Bu çalışma, aloe vera jelinin diyabetik ayak ülserlerinin (DAÜ) iyileşme sürecine etkisini araştırdı. Çift kör, rasgele atanan, kontrollü bir klinik çalışma idi ve DAÜ’ye sahip 66 hasta üzerinde yapıldı. Hastalar, aloe vera jeli ile standart tedaviyi alan grup ve sadece standart tedavi alan grup olarak ikiye ayrıldı. Ülserler, Bates-Jensen Yara Değerlendirme Aracı (BWAT) kullanılarak tedavi öncesi ve üç hafta boyunca her hafta sonunda değerlendirildi. Sonuçlar, aloe vera jeli ile tedavi edilen grupta belirgin bir iyileşme gösterdi ve bu, DAÜ’ler için etkili bir tamamlayıcı tedavi olarak potansiyelini göstermektedir.
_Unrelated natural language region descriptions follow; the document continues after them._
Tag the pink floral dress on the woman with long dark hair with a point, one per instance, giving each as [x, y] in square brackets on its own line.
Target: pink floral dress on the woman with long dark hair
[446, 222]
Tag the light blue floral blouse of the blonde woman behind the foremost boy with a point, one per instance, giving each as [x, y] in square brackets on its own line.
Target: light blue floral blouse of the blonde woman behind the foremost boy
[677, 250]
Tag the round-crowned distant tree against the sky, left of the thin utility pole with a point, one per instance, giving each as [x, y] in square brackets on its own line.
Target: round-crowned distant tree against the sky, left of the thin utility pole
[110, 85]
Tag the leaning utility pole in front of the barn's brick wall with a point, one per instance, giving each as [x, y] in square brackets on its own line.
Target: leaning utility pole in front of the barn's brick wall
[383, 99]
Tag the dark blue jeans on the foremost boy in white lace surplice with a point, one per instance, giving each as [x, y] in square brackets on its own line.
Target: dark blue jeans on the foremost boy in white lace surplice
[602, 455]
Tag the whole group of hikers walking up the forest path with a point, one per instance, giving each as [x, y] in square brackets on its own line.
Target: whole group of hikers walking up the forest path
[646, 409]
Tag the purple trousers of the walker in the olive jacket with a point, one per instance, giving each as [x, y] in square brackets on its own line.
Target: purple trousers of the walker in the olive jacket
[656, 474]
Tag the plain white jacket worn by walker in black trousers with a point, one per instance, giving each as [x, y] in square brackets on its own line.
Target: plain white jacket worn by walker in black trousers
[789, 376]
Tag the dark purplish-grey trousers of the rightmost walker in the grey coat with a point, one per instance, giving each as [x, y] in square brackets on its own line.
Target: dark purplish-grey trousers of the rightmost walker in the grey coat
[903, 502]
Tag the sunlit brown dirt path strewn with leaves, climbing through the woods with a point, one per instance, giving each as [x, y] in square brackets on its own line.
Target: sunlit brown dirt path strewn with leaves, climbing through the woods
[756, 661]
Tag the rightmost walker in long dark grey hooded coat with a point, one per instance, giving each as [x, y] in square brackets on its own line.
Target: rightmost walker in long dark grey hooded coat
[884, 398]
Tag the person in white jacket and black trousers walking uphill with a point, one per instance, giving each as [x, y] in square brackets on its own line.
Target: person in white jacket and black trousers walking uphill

Ancak, bu bulguları doğrulamak ve aloe vera’nın DAÜ’ler üzerindeki terapötik etkisinin temel mekanizmalarını anlamak için daha fazla araştırmaya ihtiyaç vardır.

Hazırlayan: Şevval Kurnaz

(Irani PS, Ranjbar H, Mehdipour-Rabori R, Torkaman M, Amirsalari S, Alazmani-Noode F. The Effect of Aloe Vera on the Healing of Diabetic Foot Ulcer: A Randomized, Double-blind Clinical Trial. Curr Drug Discov Technol. 2023 Sep 4. doi: 10.2174/1570163820666230904150945. Epub ahead of print. PMID: 37670716.)